At DAC, the OpenAccess Coalition also expects to deliver the beta release of its OpenAccess 2.2 code. This release of the reference database will offer performance enhancements as well as improved support for a new region-query application programming interface, rules and constraints, data-management changes, and more.

ANALOG DESIGN
The subset of EDA tools for analog designers will see some interesting activity at DAC. More analog tools are appearing, though it remains to be seen whether analog designers will become more accepting of them.

Anasift Technology will exhibit its AMPSO v1.2 analog optimization tool, which is meant for linear amplification circuits such as op amps, analog buffers, comparators, bandgap references, voltage regulators, and others. Inputs to the tool include Spice netlists, model libraries, design requirements, and optimization corners. This tool optimizes and sizes circuits to meet design specifications across all optimization corners. It outputs designs in pure text format and exports the optimized results to users' existing analog design flow.

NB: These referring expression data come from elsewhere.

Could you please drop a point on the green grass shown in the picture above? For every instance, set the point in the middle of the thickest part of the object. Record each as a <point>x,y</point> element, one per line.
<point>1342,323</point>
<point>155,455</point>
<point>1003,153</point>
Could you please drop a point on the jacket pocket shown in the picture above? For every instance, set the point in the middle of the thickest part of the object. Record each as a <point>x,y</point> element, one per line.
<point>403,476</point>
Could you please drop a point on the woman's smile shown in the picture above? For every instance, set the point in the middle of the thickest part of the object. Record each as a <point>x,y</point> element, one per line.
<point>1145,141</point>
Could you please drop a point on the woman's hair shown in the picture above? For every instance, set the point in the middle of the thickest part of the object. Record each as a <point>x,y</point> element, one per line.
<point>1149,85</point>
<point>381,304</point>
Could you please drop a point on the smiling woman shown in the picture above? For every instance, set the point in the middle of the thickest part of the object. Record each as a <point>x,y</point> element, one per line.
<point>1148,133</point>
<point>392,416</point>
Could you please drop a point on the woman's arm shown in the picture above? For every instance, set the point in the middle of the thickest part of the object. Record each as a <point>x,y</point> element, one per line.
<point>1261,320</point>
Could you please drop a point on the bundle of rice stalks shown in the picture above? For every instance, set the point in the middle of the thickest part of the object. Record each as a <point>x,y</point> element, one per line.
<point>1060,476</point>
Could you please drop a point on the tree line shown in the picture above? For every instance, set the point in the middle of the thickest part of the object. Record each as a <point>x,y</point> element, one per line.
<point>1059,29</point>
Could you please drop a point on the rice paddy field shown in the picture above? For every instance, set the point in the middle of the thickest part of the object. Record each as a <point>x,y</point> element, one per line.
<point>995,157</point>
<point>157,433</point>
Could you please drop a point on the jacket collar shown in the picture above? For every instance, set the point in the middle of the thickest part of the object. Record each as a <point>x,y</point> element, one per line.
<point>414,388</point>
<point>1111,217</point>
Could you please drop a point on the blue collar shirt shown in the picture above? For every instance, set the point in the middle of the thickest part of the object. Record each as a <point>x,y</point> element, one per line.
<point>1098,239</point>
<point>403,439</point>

Designers of high-voltage ICs like LCD and thin-film transistor (TFT) drivers, power-management ICs, motor controllers, and others have specific needs not addressed by many EDA tools. Silvaco's tool suite is intended to fill that gap. At the front end, the Scholar schematic editor drives the SmartSpice circuit simulator, Expert layout editor, and Guardian DRC/LVS/LPE tools. The suite supports legacy models and netlists from other simulators, as well as the Verilog-A language for compact device models and analog behavioral models. A front-end seat of Scholar and SmartSpice starts at $35,000 for a perpetual license.